Poesia qualepoesia/14: Vittorio Balsebre. Nel segno dei fotograffiti
Rubrica a cura di Francesco Aprile
Vittorio Balsebre (Candelo, 1916-Copertino, 2013) ha attraversato differenti linguaggi artistici, dalla pittura alla fotografia, dalla scrittura alla poesia visiva e mail art. Il percorso che lo porta dal Piemonte al Salento è lungo e articolato. Un suo dettagliato profilo bio-bibliografico è stato curato dallo scrittore ed editore salentino Stefano Donno, ed è rintracciabile online, con il titolo “Sul Filo della Memoria di Vittorio Balsebre”, sulle pagine di “Musicaos” e “Convergenze possibili per il Salento”. Dal 1947 è a Roma dove, riporta Donno, segue le lezioni di Lionello Venturi ed entra in contatto, fra gli altri, con Argan, De Chirico, Balla, Guttuso e i componenti del gruppo Forma Uno (Dorazio, Perilli, Turcato, Accardi), legandosi in particolare a questi ultimi con i quali frequentava l’Art Club di via Margutta. Negli anni ‘50 si interessa di fotografia, in particolare pratica una sorta di «Fotografia Astratta sui Sassi di Matera» (Donno S.) e in quest’ottica fonda il gruppo “Sintesis”, mentre aveva già avviato, dal ’47, la sua ricerca sul “Cavismo”, «una teoria artistica da Balsebre scoperta ed inventata che si interessava della “forma negativa” dell’immagine. Come esiste il rilievo, il tutto tondo, così esiste una forma interna. In seguito, Balsebre, chiamò ciò “interspazio” e fece le “Strutture seriabili” proprio col principio di creare uno spazio interno, come nelle “video strutture”» (Donno S.). A Lecce aderisce, nel 1976, al movimento di Arte Genetica fondato nello stesso anno da Francesco Saverio Dòdaro e collabora alle attività del Gruppo Gramma. Verso gli anni ’80 il suo linguaggio vira nella direzione di quelli che prenderanno il nome di “Fotograffiti” i quali «si ottengono attraverso un processo fotografico e parafotografico, operando con graffi sulla pellicola fotografica e con colori trasparenti, successivamente fotostampando meccanicamente con lo stesso processo della stampa delle normali fotografie» (Donno S.). Al percorso artistico ha affiancato una ricca produzione critica.

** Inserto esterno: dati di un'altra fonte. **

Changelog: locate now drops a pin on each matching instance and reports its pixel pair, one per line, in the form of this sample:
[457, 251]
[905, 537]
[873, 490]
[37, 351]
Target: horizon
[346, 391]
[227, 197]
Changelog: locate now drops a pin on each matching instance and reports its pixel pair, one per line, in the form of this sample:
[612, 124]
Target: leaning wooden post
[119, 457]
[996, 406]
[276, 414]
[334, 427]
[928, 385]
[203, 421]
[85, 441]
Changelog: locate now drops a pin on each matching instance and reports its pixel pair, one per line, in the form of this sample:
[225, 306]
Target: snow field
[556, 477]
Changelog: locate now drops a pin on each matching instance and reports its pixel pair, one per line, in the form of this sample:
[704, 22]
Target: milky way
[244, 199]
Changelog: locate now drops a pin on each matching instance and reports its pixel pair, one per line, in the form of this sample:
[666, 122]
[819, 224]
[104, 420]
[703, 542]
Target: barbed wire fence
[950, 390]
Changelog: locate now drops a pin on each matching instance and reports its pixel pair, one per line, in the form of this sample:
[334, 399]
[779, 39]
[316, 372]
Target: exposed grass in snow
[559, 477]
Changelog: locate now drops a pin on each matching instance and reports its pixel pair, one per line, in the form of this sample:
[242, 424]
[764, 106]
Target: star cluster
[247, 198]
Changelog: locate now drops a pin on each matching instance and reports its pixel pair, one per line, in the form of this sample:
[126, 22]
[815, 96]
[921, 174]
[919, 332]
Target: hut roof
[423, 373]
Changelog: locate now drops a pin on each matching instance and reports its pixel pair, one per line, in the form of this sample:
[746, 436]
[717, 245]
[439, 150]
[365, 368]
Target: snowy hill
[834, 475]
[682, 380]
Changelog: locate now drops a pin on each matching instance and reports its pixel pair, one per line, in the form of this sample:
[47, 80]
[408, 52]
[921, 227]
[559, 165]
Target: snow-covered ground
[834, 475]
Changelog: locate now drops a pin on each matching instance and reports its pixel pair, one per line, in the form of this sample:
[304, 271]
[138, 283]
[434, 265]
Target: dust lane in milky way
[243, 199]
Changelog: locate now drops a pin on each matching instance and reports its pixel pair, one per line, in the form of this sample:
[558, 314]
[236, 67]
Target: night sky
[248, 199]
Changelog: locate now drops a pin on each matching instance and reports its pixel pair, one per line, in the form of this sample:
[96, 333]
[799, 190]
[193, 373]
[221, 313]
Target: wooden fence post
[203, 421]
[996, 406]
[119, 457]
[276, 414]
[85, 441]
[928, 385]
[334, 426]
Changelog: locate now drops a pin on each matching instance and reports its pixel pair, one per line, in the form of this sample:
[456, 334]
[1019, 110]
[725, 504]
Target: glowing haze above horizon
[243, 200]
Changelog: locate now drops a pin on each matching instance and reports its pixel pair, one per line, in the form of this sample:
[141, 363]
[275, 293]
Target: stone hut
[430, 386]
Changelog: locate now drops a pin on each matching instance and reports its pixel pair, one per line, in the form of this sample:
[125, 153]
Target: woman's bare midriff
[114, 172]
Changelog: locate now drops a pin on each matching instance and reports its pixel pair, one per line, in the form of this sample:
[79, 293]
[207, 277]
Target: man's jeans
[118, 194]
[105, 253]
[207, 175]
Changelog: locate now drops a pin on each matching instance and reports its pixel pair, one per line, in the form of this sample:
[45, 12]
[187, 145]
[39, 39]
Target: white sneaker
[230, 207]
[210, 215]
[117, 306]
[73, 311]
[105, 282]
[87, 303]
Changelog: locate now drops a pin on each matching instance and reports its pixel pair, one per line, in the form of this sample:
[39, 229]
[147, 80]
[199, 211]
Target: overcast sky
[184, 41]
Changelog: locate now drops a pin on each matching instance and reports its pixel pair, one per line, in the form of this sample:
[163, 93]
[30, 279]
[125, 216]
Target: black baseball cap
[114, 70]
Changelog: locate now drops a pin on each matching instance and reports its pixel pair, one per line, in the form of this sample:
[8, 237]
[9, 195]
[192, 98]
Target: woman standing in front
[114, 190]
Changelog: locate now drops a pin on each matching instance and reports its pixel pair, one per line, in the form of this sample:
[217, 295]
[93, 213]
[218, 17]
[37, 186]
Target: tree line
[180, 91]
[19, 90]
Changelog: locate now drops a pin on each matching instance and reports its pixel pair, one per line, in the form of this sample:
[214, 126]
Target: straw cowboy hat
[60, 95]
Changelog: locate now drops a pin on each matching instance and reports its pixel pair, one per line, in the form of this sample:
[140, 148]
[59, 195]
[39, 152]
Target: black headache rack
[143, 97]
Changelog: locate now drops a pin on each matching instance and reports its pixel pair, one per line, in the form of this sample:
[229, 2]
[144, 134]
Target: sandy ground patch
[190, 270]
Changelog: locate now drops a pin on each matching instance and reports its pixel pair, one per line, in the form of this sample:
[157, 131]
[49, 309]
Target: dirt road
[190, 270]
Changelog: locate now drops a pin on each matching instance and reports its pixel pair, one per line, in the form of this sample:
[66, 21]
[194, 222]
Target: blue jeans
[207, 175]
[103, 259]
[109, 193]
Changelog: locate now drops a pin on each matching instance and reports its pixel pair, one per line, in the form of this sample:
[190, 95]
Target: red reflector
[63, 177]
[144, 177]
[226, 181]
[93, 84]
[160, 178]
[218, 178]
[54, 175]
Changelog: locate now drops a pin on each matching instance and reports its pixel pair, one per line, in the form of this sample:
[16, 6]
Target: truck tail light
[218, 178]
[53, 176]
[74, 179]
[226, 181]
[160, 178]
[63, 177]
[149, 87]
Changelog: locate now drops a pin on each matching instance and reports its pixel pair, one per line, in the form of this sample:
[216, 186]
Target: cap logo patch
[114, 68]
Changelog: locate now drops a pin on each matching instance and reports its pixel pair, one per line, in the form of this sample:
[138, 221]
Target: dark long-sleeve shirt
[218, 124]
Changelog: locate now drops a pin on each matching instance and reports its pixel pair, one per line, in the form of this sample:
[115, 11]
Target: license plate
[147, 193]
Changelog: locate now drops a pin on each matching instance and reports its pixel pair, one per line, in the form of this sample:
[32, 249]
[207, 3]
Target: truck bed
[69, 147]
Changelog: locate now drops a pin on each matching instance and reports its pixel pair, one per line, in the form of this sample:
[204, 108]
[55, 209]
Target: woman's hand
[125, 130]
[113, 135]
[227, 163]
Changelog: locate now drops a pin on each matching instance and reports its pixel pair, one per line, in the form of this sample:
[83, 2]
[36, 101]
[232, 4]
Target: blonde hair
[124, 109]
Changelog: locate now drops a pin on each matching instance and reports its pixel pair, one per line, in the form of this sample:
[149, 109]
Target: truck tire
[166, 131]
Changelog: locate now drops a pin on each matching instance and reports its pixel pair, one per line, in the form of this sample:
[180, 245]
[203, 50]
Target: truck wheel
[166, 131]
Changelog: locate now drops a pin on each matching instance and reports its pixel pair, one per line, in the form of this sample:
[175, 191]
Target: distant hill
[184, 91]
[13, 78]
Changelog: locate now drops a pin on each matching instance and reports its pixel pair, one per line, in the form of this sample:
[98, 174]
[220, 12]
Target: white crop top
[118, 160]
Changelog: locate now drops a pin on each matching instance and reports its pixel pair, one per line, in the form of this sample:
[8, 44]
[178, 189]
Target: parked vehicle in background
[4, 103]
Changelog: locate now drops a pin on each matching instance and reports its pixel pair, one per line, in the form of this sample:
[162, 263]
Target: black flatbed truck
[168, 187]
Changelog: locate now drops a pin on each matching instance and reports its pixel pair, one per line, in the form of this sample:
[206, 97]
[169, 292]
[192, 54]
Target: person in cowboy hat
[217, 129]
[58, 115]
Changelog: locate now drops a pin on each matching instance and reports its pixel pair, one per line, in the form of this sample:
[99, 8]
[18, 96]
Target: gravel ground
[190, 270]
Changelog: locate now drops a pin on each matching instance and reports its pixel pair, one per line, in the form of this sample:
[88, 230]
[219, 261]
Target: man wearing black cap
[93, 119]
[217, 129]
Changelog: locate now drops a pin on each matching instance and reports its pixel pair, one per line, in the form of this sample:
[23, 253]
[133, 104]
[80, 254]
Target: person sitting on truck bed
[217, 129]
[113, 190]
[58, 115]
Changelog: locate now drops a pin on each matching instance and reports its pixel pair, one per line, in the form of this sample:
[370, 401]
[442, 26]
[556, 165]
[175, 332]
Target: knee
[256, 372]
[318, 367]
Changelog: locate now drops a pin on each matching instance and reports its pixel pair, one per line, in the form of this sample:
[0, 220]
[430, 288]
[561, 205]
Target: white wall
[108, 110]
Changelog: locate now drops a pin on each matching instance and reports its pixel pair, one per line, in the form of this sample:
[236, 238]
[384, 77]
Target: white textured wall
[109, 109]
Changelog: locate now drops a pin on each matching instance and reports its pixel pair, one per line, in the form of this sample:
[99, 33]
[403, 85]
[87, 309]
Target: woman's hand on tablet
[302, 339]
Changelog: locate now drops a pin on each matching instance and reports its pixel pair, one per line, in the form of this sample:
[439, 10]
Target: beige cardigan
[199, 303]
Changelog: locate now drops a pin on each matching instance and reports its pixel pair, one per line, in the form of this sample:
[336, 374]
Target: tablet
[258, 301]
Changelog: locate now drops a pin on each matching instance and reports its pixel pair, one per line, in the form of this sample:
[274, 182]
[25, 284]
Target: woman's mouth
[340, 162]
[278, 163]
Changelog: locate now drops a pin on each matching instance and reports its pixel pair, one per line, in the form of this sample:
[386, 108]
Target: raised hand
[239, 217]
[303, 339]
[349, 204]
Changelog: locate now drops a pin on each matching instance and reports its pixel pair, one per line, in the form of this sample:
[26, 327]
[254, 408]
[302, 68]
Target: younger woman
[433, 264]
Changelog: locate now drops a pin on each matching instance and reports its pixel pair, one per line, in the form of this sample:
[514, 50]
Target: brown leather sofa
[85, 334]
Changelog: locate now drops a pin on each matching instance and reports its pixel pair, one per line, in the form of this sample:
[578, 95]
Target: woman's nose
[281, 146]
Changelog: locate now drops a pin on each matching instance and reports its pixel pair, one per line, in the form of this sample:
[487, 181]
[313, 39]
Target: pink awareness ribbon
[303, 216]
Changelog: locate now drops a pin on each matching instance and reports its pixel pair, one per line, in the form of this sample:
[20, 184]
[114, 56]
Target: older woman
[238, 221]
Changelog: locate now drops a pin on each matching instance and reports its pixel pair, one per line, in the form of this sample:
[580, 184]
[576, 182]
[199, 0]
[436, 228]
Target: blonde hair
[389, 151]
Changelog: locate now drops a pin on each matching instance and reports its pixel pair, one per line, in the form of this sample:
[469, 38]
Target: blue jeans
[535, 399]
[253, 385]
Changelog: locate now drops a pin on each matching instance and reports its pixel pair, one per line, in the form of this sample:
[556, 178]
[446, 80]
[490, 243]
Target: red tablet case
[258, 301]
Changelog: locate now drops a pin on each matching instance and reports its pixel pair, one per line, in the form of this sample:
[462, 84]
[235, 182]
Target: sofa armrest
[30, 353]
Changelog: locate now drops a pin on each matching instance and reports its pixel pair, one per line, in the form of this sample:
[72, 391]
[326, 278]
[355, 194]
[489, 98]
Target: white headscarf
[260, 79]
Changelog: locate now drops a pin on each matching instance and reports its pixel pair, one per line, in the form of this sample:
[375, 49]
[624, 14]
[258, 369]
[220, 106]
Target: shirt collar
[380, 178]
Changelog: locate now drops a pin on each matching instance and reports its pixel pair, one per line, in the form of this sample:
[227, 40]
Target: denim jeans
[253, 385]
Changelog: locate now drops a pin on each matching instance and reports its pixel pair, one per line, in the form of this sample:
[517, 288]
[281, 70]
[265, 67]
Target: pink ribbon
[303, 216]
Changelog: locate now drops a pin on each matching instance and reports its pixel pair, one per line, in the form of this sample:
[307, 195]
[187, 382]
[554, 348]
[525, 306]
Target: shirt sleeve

L’operazione artistico-letteraria di Vittorio Balsebre è sovente indirizzata alle tematiche della comunicazione. Il tema del manifesto rappresenta un tassello per lungo tempo centrale nello sperimentalismo dell’autore. La serie dei “manifesti lacerati”, dai primi anni ’50, coeva alla pratica del decollage, ma in realtà più incline al piano del collage, condivide con queste la materia prima, ossia quegli elementi della comunicazione allora imperanti (manifesti, giornali), provvedendo alla strutturazione di immagini frammentarie, composite, le quali sembrano procedere per salti di codice, secondo un processo che tende ad inceppare l’organizzazione comunicativa, conducendola a quella stratificazione di materiali che appartiene alle sedimentazioni urbane, ma anche umane in quanto proprie dell’apparato cognitivo. In questo senso le realizzazioni di Balsebre risultano affette da un certo squilibrio, una mancanza di peso che si evidenzia nella messa in opera della materia, del tutto lontana dal vigore verbale di un Luigi Tola o, sul piano di una operatività differente, dal pathos compositivo di Vostell e Rotella.
Da ben altro rigore compositivo è caratterizzato il percorso dei “Fotograffiti”, al quale l’autore si indirizza verso gli anni ’80. La ripresa dell’elemento fotografico, già esplorato da Balsebre in riferimento alle sue ricerche di fotografia astratta sui Sassi di Matera negli anni ’50, conduce ad una serie “felice” dove la forza espressiva dell’autore si muove in un dialogo intenso con il segno, la materia e le cromie. Il segno “manuale” è un altro elemento che accompagna le operazioni di Balsebre. Che sia scritto o graffiato sulla pellicola di una fotografia, l’incedere manuale e intimo appare come momento regolatore delle sue operazioni, scandendone i tempi ed estendendo la propria portata ad un dialogo-ponte fra le diverse componenti in gioco nelle opere. In definitiva, nei “Fotograffiti”, è l’enfasi cromatica che segna la materia fotografica e autorale dandosi in corpo e strutturando il segno per vigore e trame compositive agili, ma al contempo incisive.